Amanda also claimed that The Birds & Bees Project was not political. Students, however, are asked to discuss the following:"Why do you think people protest outside of abortion clinics? Do people protest other surgical procedures that are legal? Do you think it should be legal to protest outside of abortion clinics or do you think this is a form of harassment?"
Students are also told "There is no scientific evidence for the so-called "post-abortion trauma syndrome," and "The most common feelings women report after having an abortion are relief and happiness."
Youth ages 12 and up are taught the ABC plan for sex education. "A" stands for abstinence. Teachers, however, are instructed, "Tell your students that 99.9% of the population will stop practicing abstinence at some point in their lives." A sexual health back-up plan is the next step for students. The letter "B" stands for birth control and also Plan B - the brand mane for emergency contraception. The letter "C" stands for choice.

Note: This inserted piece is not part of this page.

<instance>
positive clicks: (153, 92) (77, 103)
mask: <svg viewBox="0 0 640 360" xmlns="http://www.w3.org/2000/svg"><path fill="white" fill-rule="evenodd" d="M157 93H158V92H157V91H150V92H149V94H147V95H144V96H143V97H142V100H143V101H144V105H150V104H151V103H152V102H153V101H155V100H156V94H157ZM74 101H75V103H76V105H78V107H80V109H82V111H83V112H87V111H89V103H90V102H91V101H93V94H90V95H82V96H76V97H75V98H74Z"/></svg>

The Birds & Bees Project claims to "educate more than 8,000 young people in the Twin Cities metro area each year." After reviewing the guide, I believe the best choice parents can make is to pull their kids out of these classes! Find out what your child is learning in sex education this year. Ask your school district to reject The Birds & Bees Project and the "Educator's Guide to Reproductive Health."